The latter phrase, UB2, well, to me, it just comes across as smarmy. How often do we hook up with people who look exactly like ourselves? And what does it effectively mean? If you practice serosorting – making the choice to hook up with a partner of the same HIV status – just come out and say it: "I serosort." "UB2" just makes it sound too much like Mean Girls, as if there weren't enough gay men in San Francisco going after a cracked out Lindsay Lohan look, making it all about which sexual clique card one carries.

Actually, this scenario does sort of make sense. When you think about it, the beauty of the Internet is that we're able to easily identify sexual partners based on what we're mutually into. Kink websites allow you to scan for partners into fisting, skinheads, bondage control, and other fetishes; the rapid explosion of the BigMuscle websites (BigMuscle, BigMuscleBears) allows guys into beef the opportunity to seek out meaty guys for worship, play, or just for jack off sessions. It's why the Internet is known as the quickest way for guys to hook up.
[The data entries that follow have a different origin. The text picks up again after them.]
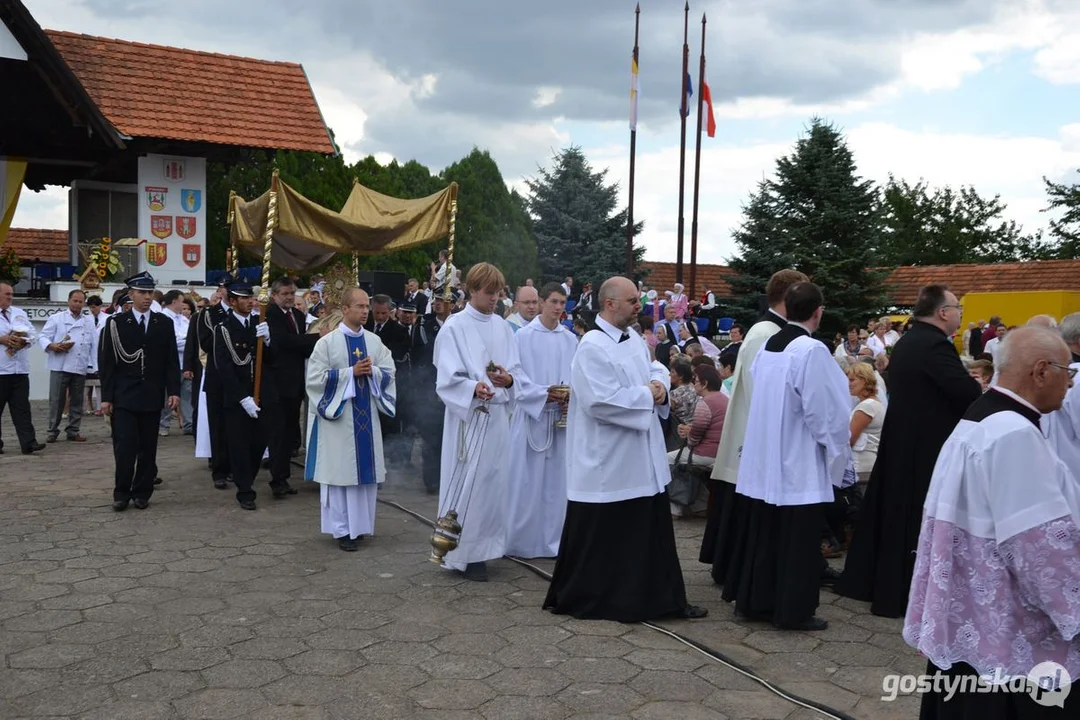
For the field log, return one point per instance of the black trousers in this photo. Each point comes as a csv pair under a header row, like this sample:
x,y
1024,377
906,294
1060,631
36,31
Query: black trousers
x,y
219,465
283,423
135,451
15,394
246,438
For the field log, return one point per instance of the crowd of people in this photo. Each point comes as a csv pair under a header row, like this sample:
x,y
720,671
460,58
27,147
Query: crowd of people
x,y
566,423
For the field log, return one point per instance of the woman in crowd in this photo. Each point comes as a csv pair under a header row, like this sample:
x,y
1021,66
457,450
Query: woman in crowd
x,y
866,418
702,433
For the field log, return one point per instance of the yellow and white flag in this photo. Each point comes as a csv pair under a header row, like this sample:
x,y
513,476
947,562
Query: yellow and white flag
x,y
12,172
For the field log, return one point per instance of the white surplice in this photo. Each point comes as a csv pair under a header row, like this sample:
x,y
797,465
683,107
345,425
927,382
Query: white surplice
x,y
726,466
996,575
616,443
475,461
537,497
797,445
349,480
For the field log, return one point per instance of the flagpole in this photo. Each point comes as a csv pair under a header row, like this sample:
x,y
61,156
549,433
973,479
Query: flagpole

At the same time, however, it's also turned into the proverbial high school cafeteria, the one so crucial to that Mean Girls plotline. The bears have one table, the muscle leather daddies have another, the circuit queens flag dance on theirs, and the alternative hipster queers – well, they're off in the bathroom doing lines of coke. We shouldn't be surprised that gay Internet as segregated itself along similar lines like real world bars, clubs, and community spaces. But its opportunity for directness generates the kind of emotional detachment that produces offensive profiles, hate speech on chats, and the silent reinforcement of masc/musc HIV-negative white men aged 20-30 as the gay standard of beauty.

The trick is, I guess, to find a way to make your profile or posting describe what you're into, not what you're not into. Actually, come to think of it, it's like using that trendy "Secret" self help guide for cruising. Think it. Visualize it. Embrace affirmative energy. It may sound very New Age/Oprah, but hell, you never know: it could be the way to get more of what you want from cyberspace.